Tribunal Administratif de Paris — Décision N° TA75-2123591

mercredi 8 novembre 2023

JuridictionTribunal Administratif de Paris
SectionTribunal Administratif de Paris
N° DossierTA75-2123591
TypeDécision
PublicationC
Formation1re Section - 3e Chambre
Avocat requérantBAISECOURT

Texte intégral

Vu la procédure suivante :

Par une requête et un mémoire, enregistrés le 6 novembre 2021 et le 13 juillet 2022, Mme D A B, représentée par Me Baisecourt, demande au tribunal :

1°) d'annuler l'arrêté du 17 février 2021 par lequel le préfet de police a rejeté sa demande de titre de séjour, ensemble la décision implicite de rejet de son recours gracieux ;

2°) d'enjoindre au préfet de police de lui délivrer une carte de résident de dix dans un délai de deux mois à compter de la notification du jugement à intervenir ou, à défaut, de lui délivrer une carte de séjour pluriannuelle de deux ans, dans les mêmes conditions de délai ;

3°) de mettre à la charge de l'Etat une somme de 1 500 euros à verser à son conseil, en application des dispositions combinées de l'article 37 de la loi n°91-647 du 10 juillet 1991 et l'article L. 761-1 du code de justice administrative.

Elle soutient que :

- les décisions attaquées révèlent un défaut d'examen particulier de sa situation ;

- elles méconnaissent les dispositions du 2° de l'article L. 314-9 du code de l'entrée et du séjour des étrangers et du droit d'asile et sont entachées d'une erreur d'appréciation ;

- elles méconnaissent les dispositions du 6° de l'article L. 313-11 du code de l'entrée et du séjour des étrangers et du droit d'asile et sont entachées d'une erreur d'appréciation ;

- elles méconnaissent les stipulations de l'article 8 de la convention européenne de sauvegarde des droits de l'homme ainsi que l'article 3 de la convention internationale relative aux droits de l'enfant.

La requête a été communiquée au préfet de police, qui n'a pas produit de mémoire.

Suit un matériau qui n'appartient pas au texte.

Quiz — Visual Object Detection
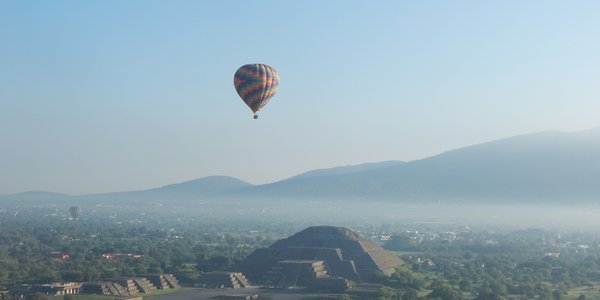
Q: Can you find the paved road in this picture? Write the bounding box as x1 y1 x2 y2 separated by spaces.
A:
144 288 339 300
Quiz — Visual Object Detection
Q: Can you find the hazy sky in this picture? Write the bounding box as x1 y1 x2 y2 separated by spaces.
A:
0 0 600 194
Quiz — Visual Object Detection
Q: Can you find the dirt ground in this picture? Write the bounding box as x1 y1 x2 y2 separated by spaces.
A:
144 288 340 300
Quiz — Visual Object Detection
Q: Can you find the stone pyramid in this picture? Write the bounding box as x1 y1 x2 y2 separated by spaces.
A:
235 226 403 283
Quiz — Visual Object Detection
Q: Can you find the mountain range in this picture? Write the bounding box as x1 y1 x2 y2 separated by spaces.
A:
0 128 600 203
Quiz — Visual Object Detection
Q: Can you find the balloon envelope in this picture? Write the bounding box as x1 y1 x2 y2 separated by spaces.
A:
233 64 279 113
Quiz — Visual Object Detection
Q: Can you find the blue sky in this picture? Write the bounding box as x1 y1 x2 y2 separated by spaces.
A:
0 1 600 194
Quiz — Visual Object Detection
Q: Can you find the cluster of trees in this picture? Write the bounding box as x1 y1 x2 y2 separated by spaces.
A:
0 210 283 288
379 230 600 299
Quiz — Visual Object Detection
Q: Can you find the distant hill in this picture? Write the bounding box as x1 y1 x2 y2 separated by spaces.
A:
233 128 600 203
290 160 404 179
82 176 252 202
0 128 600 204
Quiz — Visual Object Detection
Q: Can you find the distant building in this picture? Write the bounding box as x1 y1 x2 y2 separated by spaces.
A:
49 251 69 260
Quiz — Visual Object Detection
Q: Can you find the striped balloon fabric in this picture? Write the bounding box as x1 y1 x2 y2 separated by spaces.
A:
233 64 279 118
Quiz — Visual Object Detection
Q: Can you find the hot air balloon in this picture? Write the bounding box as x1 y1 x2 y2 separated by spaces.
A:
233 64 279 119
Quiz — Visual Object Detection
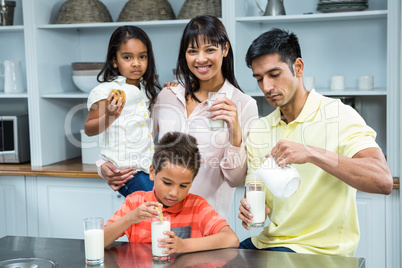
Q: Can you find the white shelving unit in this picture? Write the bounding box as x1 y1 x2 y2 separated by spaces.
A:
0 0 401 267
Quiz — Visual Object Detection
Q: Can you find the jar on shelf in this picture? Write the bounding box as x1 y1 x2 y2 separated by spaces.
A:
54 0 113 24
117 0 176 21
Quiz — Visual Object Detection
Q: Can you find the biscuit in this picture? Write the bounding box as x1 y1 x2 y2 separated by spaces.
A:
109 89 126 102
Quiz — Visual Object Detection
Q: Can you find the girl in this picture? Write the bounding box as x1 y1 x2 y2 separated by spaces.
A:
100 15 258 220
85 26 161 196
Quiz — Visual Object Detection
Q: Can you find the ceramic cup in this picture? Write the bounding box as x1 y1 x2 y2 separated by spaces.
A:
303 76 315 91
331 75 345 91
359 75 374 90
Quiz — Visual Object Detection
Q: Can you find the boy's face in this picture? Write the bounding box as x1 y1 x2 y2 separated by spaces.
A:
149 162 193 207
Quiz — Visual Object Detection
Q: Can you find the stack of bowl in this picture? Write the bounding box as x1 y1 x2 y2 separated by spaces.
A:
71 62 104 93
317 0 368 13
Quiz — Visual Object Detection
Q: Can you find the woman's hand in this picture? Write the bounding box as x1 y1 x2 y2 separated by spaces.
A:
101 162 137 191
163 81 179 88
208 98 242 147
106 93 126 118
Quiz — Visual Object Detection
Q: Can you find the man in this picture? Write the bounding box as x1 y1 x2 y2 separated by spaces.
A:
239 29 393 256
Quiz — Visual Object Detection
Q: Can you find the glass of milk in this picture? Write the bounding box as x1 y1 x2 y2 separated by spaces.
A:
246 180 266 227
151 215 170 261
84 217 105 265
207 92 226 131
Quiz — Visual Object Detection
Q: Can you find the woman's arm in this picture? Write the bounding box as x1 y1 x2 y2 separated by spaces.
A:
220 99 258 187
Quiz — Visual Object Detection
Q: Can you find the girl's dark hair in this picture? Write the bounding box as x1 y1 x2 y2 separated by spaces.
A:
246 28 301 75
176 15 241 102
152 132 201 179
97 25 161 109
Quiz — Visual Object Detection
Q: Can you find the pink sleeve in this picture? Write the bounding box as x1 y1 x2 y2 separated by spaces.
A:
220 99 258 187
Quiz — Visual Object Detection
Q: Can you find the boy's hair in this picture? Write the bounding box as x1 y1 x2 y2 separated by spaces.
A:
152 132 201 178
176 15 241 102
97 25 161 107
246 28 301 75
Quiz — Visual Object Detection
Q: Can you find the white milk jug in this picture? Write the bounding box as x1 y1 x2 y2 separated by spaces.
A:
0 59 24 93
254 156 300 198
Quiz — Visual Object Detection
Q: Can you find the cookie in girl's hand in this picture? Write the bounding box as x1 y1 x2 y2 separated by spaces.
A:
109 89 126 102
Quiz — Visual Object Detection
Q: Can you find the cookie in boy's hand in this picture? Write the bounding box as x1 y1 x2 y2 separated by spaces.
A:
109 89 126 102
155 206 163 222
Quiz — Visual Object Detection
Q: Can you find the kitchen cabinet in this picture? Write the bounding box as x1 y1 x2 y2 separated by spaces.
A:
0 176 28 237
0 0 401 267
36 177 125 239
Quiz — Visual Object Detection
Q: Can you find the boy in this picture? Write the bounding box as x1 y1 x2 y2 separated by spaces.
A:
105 132 239 254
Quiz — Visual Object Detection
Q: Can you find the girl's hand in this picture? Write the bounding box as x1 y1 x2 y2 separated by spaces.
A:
130 202 163 224
106 93 126 118
163 81 179 88
158 231 185 254
208 98 242 147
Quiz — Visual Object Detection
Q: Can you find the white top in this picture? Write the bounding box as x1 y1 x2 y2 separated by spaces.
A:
87 76 154 173
153 81 258 220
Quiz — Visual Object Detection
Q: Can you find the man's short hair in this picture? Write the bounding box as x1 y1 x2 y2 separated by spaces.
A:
246 28 301 75
152 132 201 178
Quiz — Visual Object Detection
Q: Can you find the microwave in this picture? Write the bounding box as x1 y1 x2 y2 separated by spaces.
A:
0 114 30 163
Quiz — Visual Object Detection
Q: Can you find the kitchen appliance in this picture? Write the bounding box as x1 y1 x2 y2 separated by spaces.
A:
0 114 30 163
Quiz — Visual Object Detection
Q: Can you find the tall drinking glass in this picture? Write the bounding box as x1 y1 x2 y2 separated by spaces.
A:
151 215 170 261
208 92 226 131
84 217 105 265
246 181 265 227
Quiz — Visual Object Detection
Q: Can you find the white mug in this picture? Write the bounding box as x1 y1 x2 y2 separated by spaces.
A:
331 75 345 90
0 59 24 93
359 75 374 90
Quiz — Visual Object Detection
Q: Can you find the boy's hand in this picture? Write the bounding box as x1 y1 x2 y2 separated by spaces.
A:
158 231 185 254
130 202 163 223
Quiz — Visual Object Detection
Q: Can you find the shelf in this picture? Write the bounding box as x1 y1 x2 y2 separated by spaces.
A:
42 91 89 99
244 88 387 97
0 92 28 99
0 25 24 32
38 20 190 29
236 10 388 23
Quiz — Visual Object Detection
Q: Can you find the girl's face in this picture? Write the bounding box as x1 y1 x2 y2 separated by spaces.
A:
113 38 148 87
186 37 229 82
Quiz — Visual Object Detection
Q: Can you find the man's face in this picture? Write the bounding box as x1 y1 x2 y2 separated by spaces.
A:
251 54 298 107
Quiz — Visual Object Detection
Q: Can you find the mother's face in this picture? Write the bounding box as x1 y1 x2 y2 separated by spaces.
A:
186 37 229 82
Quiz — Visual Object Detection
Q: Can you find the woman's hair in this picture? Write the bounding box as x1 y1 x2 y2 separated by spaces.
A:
246 28 301 75
176 15 241 102
97 25 161 108
152 132 201 178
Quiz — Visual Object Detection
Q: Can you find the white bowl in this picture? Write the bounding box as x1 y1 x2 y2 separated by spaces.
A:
73 75 99 93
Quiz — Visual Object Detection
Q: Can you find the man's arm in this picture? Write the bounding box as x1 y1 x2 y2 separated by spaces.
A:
271 140 393 194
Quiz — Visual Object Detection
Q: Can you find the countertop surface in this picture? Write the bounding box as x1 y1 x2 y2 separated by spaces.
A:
0 236 365 268
0 158 399 189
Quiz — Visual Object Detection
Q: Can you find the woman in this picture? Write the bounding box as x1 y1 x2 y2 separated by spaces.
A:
102 15 258 220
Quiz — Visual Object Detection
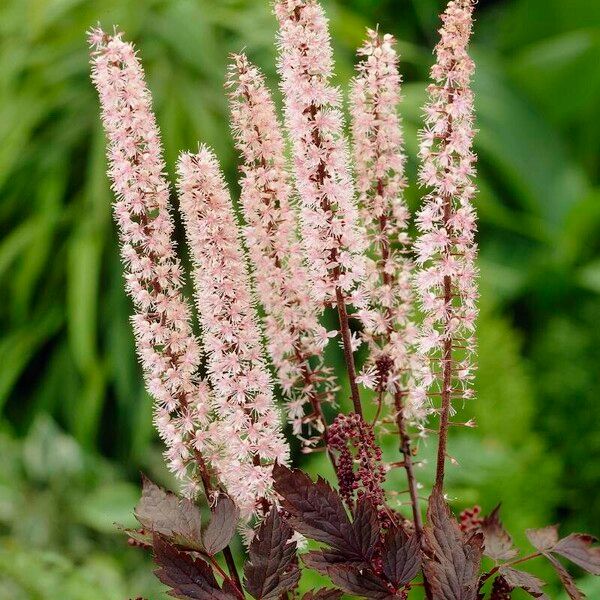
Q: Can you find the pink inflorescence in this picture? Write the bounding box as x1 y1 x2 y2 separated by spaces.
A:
275 0 366 303
227 54 335 446
89 29 210 495
178 147 289 517
327 413 390 526
350 30 423 416
415 0 477 408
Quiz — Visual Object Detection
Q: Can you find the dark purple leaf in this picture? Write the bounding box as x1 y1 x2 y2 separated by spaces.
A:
352 497 379 558
244 509 300 600
525 525 558 552
500 567 548 600
381 527 421 588
423 489 483 600
481 505 517 560
153 535 236 600
135 477 202 550
302 550 354 575
302 588 344 600
273 464 370 559
552 533 600 575
202 496 240 556
544 554 585 600
490 575 513 600
327 565 394 600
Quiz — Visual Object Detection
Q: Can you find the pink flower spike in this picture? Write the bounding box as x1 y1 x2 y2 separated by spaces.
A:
275 0 366 303
89 28 210 495
227 54 334 445
415 0 478 464
177 147 289 518
350 30 425 417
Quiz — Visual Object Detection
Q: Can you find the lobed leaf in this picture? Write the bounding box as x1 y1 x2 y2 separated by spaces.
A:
525 525 558 552
202 495 240 556
499 567 548 600
318 565 394 600
481 505 518 560
244 508 300 600
153 534 237 600
552 533 600 575
273 464 372 561
302 588 344 600
381 527 421 588
423 489 483 600
134 476 203 550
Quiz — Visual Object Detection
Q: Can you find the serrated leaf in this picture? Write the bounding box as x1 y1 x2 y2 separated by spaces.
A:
273 464 365 560
202 496 240 556
302 550 350 575
423 489 483 600
302 588 344 600
481 505 518 560
381 527 421 588
552 533 600 575
327 565 394 600
134 477 203 550
153 535 236 600
492 575 513 600
499 567 548 600
352 496 379 558
244 508 300 600
544 554 585 600
525 525 558 552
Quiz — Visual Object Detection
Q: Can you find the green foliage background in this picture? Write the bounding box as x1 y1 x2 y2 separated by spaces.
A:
0 0 600 600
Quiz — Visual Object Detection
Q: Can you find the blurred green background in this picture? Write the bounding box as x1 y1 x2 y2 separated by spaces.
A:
0 0 600 600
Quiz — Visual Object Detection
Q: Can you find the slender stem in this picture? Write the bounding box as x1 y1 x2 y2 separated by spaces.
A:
335 286 362 417
394 391 423 540
435 86 454 493
479 552 542 587
194 450 243 593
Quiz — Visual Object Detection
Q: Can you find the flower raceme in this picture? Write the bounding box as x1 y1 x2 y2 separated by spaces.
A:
227 54 335 448
90 5 600 600
89 29 211 494
91 0 476 536
177 147 288 517
350 30 426 418
415 0 477 485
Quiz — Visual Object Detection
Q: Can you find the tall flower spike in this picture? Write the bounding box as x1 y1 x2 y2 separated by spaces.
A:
227 54 335 447
89 29 210 495
275 0 366 414
350 30 424 536
178 147 289 518
416 0 478 489
350 30 421 412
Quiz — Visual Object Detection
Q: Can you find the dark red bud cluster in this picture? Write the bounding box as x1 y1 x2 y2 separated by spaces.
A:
327 413 390 527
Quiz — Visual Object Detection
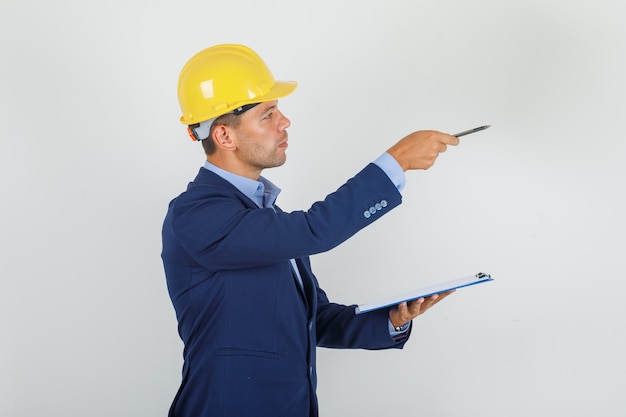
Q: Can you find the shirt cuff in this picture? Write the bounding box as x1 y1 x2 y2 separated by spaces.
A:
389 320 411 338
374 152 406 192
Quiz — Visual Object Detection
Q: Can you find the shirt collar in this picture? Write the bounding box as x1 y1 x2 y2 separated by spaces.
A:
204 161 280 207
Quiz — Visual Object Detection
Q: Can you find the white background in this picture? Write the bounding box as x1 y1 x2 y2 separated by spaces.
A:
0 0 626 417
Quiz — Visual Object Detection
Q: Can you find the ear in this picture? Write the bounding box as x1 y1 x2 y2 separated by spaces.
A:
212 125 236 151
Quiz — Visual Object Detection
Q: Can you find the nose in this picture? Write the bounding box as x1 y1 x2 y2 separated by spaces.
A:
278 110 291 131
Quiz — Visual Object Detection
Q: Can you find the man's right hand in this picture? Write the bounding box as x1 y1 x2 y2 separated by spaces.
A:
387 130 459 171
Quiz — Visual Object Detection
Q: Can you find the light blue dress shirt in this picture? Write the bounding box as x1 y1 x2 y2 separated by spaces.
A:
204 152 411 337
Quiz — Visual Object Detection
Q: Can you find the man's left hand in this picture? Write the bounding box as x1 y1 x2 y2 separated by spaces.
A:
389 290 454 327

Une mise en demeure a été adressée au préfet de police le 18 mai 2022.

Par ordonnance du 30 juin 2022, la clôture de l'instruction a été fixée au 1er août 2022.

Des pièces complémentaires ont été produites par Mme A B le 5 octobre 2023, postérieurement à la clôture de l'instruction, et n'ont pas été communiquées.

Vu les autres pièces du dossier.

Vu :

- la convention européenne de sauvegarde des droits de l'homme et des libertés fondamentales ;

- la convention internationale relative aux droits de l'enfant signée à New York le 26 janvier 1990 ;

- le code de l'entrée et du séjour des étrangers et du droit d'asile ;

- la loi n°91-647 du 10 juillet 1991 ;

- le code de justice administrative.

Les parties ont été régulièrement averties du jour de l'audience.

Le président de la formation de jugement a dispensé le rapporteur public, sur sa proposition, de prononcer des conclusions à l'audience.

Ont été entendus au cours de l'audience publique :

- le rapport de M. Lenoir,

- et les observations de Me Baisecourt, représentant Mme A B.

Considérant ce qui suit :

1. Mme A B, ressortissante camerounaise, née le 2 janvier 1987, a sollicité le renouvellement de son titre de séjour en application des dispositions du 2° de l'article L. 314-9 et du 6° de l'article L. 313-11 du code de l'entrée et du séjour des étrangers et du droit d'asile, tous deux alors applicables. Par un arrêté en date du 17 février 2021, le préfet de police a rejeté cette demande. Par la requête susvisée, Mme A B demande l'annulation de cet arrêté, ensemble la décision implicite de rejet de son recours gracieux.

Sur les conclusions à fin d'annulation :

2. En premier lieu, il ne ressort pas des pièces du dossier que le préfet de police n'aurait pas procédé à un examen particulier de la situation de Mme A B. Le moyen doit par suite être écarté.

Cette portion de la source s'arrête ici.